Congressional Record Statement of Senator Daniel K. Akaka
Mr. President, I am introducing today the proposed Post-9/11 Veterans Educational Assistance Improvements Act of 2010. This measure is designed to make a number of modifications to the new program of educational assistance which became effective on August 1, 2009.
As one of three remaining Senators who benefited from the original GI Bill following World War II, I know firsthand the value of an education and of the critical role that this important veterans benefit played in my life. That was why I was especially pleased to join with the distinguished Senator from Virginia, Mr. Webb, in achieving enactment of the new Post-9/11 GI Bill in 2008.
Now, with ten months of experience under the new program, I believe it is time to look at what improvements and modifications need to be made in order for the program to reach its potential. I note at the outset that this will not be a simple process. Nor will it be quickly and easily accomplished. There are issues that we can readily see need to be addressed. There are others, however, that are only just now coming to our attention as the program is implemented and veterans , servicemembers, and their families begin to receive benefits under the program.
I will highlight some of the provisions that are contained in the bill I am introducing today:
It would make members of the National Guard and Reserve programs who were inadvertently omitted from inclusion fully eligible for benefits.
It would make all types of training--including vocational programs, OJT and apprenticeship training, flight, all types of non-college degree training and more--eligible for benefits under the new program. By doing this, individuals would not need to make an irreversible decision as to whether or not to receive benefits under the old Montgomery GI Bill or under the new program.
It would eliminate the complicated, confusing and, in some cases, inequitable calculation of State-by-State tuition and fee caps to determine benefits for individuals enrolled in degree programs. Basically, it would provide that eligible individuals enrolled in degree-granting programs of study at public institutions anywhere in the United States would pay little, if any, out of pocket costs for their education. For students enrolled in other institutions of higher learning, benefits would be paid based on a national average cost of education which would be indexed and increased annually.
It would provide for a modified living allowance to be paid in the case of an individual pursuing a program of education solely through distance learning. Individuals who currently are studying through a combination of distance and classroom training would continue to receive benefits as they do now.
It would make a book allowance award of up to $1,000 available to individuals enrolled while on active duty and their spouses.
It would allow individuals enrolled in VA's program of rehabilitation and training under chapter 31 of title 38 who also have eligibility for the new chapter 33 program to elect the program from which to receive their subsistence allowance.

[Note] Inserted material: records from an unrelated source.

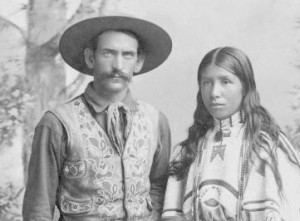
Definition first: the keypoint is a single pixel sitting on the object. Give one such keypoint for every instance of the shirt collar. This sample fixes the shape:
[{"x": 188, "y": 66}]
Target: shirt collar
[{"x": 98, "y": 104}]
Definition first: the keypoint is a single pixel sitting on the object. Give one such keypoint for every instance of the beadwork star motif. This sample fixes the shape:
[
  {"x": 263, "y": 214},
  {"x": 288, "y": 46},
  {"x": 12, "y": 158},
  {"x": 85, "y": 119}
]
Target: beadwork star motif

This would mean that a service-connected disabled OEF/OIF veteran would not need to elect to training under the new GI Bill and forego the valuable counseling and support services available under chapter 31 in order to receive an increased living allowance.

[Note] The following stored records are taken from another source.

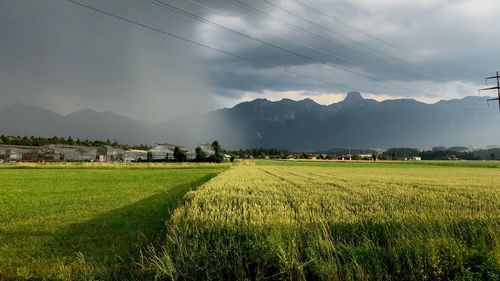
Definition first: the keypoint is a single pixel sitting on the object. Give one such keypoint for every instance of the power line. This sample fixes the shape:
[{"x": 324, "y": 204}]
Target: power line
[
  {"x": 249, "y": 37},
  {"x": 208, "y": 47},
  {"x": 365, "y": 33},
  {"x": 319, "y": 36},
  {"x": 333, "y": 31},
  {"x": 308, "y": 47}
]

It would modify the manner in which the living allowance is calculated to reflect the rate at which training is pursued.
It would ensure that the same period of active duty cannot be used to establish eligibility for more than one program of education.
This is not a complete recitation of all the provisions contained in the measure I am introducing today. In addition, I do not expect that every provision of the measure will necessarily be supported by all the stakeholders involved in this important issue. Indeed, I imagine there could be some who will be critical of some provisions in the proposal and will come forward to offer improvements and modifications.
What my measure is intended to do, is to serve as a starting point to move forward in this important yet very complicated and complex endeavor. I strongly believe that whatever is done in this connection must not be done in a piecemeal manner. We need a full and deliberative consideration of all the issues in order to craft the best possible approach to delivering these important benefits to our Nation's veterans and those who are serving in uniform.
I look forward to working with all our colleagues and others on these issues in the days ahead. As I noted, this will not be done quickly or easily but this measure will serve as a focus for our discussions and decisions.
Mr. President, I ask unanimous consent that the text of the bill be printed in the RECORD.